For those of you who review the full “Twenty Five Best” article, I challenge you to the following thought experiment. Tally the twenty-five studies summarized in this editorial into two columns. In one column include studies about how health affects work. In the second column include studies about how work affects health. Note the dates of the studies and ask whether researchers are shifting toward one of these orientations or the other? If you want to reflect further into research trends in workplace wellness, create a two-by-two crosstabs table and organize these two columns according to research that focuses on organizational level variables versus studies aimed at individual lifestyle-related factors. See if you agree with my conclusion at the end of the editorial concerning where workplace wellness research is heading.

 

References

[1] Edington DW, Yen LT, Witting P. The Financial Impact of Changes in Personal Health Practices. Journal of Occupational and Environmental Medicine.  1997; 39(11): 1037-1046.

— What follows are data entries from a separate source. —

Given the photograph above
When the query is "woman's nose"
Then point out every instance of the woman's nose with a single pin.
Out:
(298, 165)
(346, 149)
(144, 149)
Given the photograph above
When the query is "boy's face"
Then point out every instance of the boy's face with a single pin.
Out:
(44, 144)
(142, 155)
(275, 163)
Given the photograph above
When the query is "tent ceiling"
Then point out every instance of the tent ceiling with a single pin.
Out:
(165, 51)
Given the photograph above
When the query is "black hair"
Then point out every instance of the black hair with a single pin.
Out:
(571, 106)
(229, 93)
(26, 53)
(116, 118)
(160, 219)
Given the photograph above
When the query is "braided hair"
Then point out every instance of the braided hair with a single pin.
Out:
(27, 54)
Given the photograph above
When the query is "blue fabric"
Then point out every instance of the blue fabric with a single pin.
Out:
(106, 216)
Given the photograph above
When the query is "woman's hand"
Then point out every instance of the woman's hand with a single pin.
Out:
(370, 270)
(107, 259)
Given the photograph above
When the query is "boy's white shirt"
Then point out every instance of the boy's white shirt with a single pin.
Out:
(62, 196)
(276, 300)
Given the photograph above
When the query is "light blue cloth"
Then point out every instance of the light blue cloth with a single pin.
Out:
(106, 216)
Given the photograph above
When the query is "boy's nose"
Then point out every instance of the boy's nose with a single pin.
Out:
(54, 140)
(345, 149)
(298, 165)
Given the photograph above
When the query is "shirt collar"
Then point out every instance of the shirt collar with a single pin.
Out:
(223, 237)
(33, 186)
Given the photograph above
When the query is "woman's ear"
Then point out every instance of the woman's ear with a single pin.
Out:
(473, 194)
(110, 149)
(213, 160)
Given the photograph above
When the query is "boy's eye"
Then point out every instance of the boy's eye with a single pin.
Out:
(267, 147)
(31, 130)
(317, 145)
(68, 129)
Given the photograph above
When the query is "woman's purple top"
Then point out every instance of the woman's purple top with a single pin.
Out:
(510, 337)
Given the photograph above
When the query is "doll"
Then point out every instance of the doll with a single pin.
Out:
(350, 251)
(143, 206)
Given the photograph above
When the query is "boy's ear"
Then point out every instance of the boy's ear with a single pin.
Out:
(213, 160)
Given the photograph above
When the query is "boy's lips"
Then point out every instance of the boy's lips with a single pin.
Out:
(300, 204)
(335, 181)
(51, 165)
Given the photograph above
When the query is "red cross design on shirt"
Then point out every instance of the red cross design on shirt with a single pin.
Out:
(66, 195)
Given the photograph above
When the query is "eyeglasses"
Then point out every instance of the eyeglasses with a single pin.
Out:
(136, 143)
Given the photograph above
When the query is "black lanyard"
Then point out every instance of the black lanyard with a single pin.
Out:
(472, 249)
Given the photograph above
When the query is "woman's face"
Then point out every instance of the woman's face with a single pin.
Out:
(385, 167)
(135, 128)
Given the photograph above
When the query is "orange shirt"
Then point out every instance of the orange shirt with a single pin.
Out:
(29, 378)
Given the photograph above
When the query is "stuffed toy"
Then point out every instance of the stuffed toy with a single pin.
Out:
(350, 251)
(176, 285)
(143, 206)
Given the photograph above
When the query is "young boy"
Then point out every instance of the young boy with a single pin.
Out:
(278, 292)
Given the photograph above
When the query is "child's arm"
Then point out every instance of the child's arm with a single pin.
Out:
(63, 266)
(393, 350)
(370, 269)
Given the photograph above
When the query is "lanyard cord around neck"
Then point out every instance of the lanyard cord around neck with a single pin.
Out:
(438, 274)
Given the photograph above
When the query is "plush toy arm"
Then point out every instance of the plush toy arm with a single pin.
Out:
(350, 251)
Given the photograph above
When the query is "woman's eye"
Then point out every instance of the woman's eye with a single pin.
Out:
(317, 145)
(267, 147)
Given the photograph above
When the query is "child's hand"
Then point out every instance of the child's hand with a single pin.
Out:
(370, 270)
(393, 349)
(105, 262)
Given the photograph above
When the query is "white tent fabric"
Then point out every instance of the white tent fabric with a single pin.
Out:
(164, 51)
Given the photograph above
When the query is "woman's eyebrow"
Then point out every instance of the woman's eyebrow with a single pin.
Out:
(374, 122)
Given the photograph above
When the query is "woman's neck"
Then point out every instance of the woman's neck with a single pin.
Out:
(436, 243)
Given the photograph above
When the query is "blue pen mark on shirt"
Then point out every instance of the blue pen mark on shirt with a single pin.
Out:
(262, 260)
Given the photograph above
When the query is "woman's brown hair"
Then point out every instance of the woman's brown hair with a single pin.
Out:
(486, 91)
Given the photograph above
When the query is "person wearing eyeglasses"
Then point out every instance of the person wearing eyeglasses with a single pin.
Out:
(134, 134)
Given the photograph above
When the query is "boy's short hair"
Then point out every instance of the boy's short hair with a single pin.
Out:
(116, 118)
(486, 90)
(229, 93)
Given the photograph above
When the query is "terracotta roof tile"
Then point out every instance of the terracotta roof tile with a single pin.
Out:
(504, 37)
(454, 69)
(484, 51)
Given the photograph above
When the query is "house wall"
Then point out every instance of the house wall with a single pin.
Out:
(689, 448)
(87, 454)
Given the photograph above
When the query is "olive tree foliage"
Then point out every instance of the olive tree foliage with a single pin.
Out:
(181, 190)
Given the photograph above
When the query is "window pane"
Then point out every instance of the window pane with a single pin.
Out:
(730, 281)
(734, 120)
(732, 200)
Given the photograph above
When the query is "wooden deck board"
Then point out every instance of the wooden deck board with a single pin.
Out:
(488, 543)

[2] Robin E. Soler, PhD, Kimberly D. Leeks, PhD, MPH, Sima Razi, MPH, David P. Hopkins, MD, MPH, Matt Griffith, MPH, Adam Aten, MPH, Sajal K. Chattopadhyay, PhD, Susan C. Smith, MPA, MLIS, Nancy Habarta, MPH, Ron Z. Goetzel, PhD, Nicolaas P. Pronk, PhD, Dennis E. Richling, MD, Deborah R. Bauer, MPH, RN, CHES, Leigh Ramsey Buchanan, PhD, MPH, Curtis S. Florence, PhD, Lisa Koonin, MN, MPH, Debbie MacLean, BS, ATC/L, Abby Rosenthal, MPH, Dyann Matson Koffman, DrPH, MPH, James V. Grizzell, MBA, MA, CHES, Andrew M. Walker, MPH, CHES, the Task Force on Community Preventive Services. “A Systematic Review of Selected Interventions for Worksite Health Promotion The Assessment of Health Risks with Feedback.” (Am J Prev Med 2010;38(2S):S237–S262)

[3] Goetzel RZ, Ozminkowski RJ, Sederer LI, Mark TL. “The business case for quality mental health services: why employers should care about the mental health and well-being of their employees.” Journal of occupational and environmental medicine. 2002 Apr 1:320-30.

[4] Linnan L., Bowling M., Bachtel J., Lindsay G., Blakey C., Pronk S., Royalle P. (2008). Results of the 2004 national worksite health promotion survey.  Am J Public Health. 98(8):1503-1509.